03/05/2020 | 1:33 PM

Forest fires
In recent decades, a striking number of countries have suffered from consecutive disasters: events whose impacts overlap both spatially and temporally, while recovery is still ongoing. The risk of consecutive disasters is further increased by growing exposure, the interconnectedness of human society and the increased frequency and intensity of non-tectonic hazards. Australia’s prolonged season of forest fires, for example, has aggravated the effects of the subsequent rainfall in the country. With the tree population decimated and the ground dry and barren, the rainfall immediately triggered flash floods. The two cyclones that hit Mozambique and neighbouring countries last year provide another telling example of one disaster rapidly following another.

Disaster risk management
As advanced as our hyper-modern risk assessment models and their output may be, they do not allow a thorough representation and analysis of consecutive disasters. The IVM-VU researchers’ paper gives an overview of the different types of consecutive disasters, their causes and consequences, and how clearly those consequences can differ from those of disasters that occur in isolation.
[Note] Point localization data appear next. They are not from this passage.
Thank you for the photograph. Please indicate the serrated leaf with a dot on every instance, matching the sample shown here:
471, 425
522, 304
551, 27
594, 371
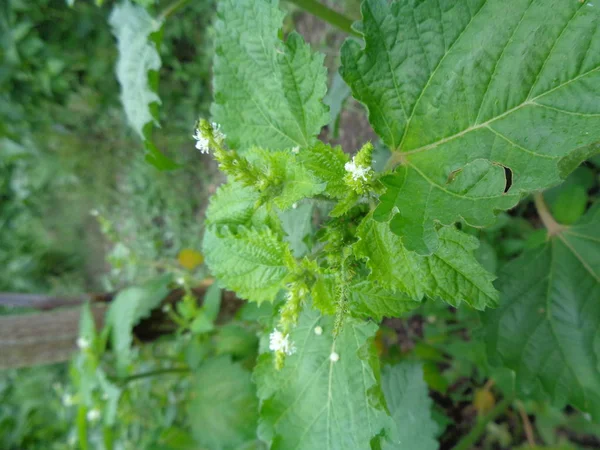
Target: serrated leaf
232, 204
127, 309
138, 59
527, 97
367, 300
267, 93
314, 403
297, 225
223, 410
251, 262
546, 328
409, 404
451, 274
327, 164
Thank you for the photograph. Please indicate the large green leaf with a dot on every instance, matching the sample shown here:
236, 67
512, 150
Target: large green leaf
223, 411
252, 262
407, 399
316, 403
136, 32
461, 88
546, 328
451, 273
127, 309
267, 93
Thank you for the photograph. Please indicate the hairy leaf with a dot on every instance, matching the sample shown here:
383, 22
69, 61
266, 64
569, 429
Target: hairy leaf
267, 93
252, 262
314, 402
407, 399
451, 274
223, 409
127, 309
232, 204
327, 164
138, 62
366, 299
546, 328
527, 98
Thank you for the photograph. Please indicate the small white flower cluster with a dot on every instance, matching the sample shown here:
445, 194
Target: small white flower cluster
278, 342
83, 343
203, 141
93, 415
357, 171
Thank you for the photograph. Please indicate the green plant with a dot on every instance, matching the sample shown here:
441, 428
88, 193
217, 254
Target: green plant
481, 108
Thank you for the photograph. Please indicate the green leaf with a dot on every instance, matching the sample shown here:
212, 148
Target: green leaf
297, 225
315, 403
365, 299
409, 404
546, 328
252, 262
294, 181
223, 410
335, 99
232, 204
267, 93
527, 98
127, 309
327, 164
451, 274
137, 40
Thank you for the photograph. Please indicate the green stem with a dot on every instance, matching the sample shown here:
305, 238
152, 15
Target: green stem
154, 373
549, 222
327, 14
467, 442
171, 9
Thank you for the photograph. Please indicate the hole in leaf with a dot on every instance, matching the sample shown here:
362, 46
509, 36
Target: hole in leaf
508, 178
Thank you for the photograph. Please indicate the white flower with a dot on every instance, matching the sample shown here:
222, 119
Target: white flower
202, 143
278, 342
357, 171
93, 415
83, 343
217, 133
68, 400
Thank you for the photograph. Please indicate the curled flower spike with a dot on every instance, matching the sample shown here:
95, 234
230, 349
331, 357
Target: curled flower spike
278, 342
357, 170
202, 142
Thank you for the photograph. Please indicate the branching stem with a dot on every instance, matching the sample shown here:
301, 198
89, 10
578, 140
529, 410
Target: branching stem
549, 222
154, 373
467, 442
327, 14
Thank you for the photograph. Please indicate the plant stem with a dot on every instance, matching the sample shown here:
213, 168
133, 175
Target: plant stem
526, 425
154, 373
172, 8
467, 442
327, 14
551, 225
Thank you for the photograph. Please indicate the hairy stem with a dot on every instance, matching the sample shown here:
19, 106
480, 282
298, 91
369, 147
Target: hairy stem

The research team used existing empirical disaster databases to show the global probabilistic occurrence for selected hazard types. They argue that widespread lack of understanding and adherence to the single-hazard approach is primarily due to the many challenges presented by addressing and combining hazards of different natures and taking into account their interactions and dynamics. Disaster risk management needs to become more holistic and researchers, policymakers, aid workers and companies need to find ways of acting together. In the future, we need a paradigm shift in order to take a holistic view of risk, which in turn will enable the development of more sustainably designed measures and a holistic risk management policy.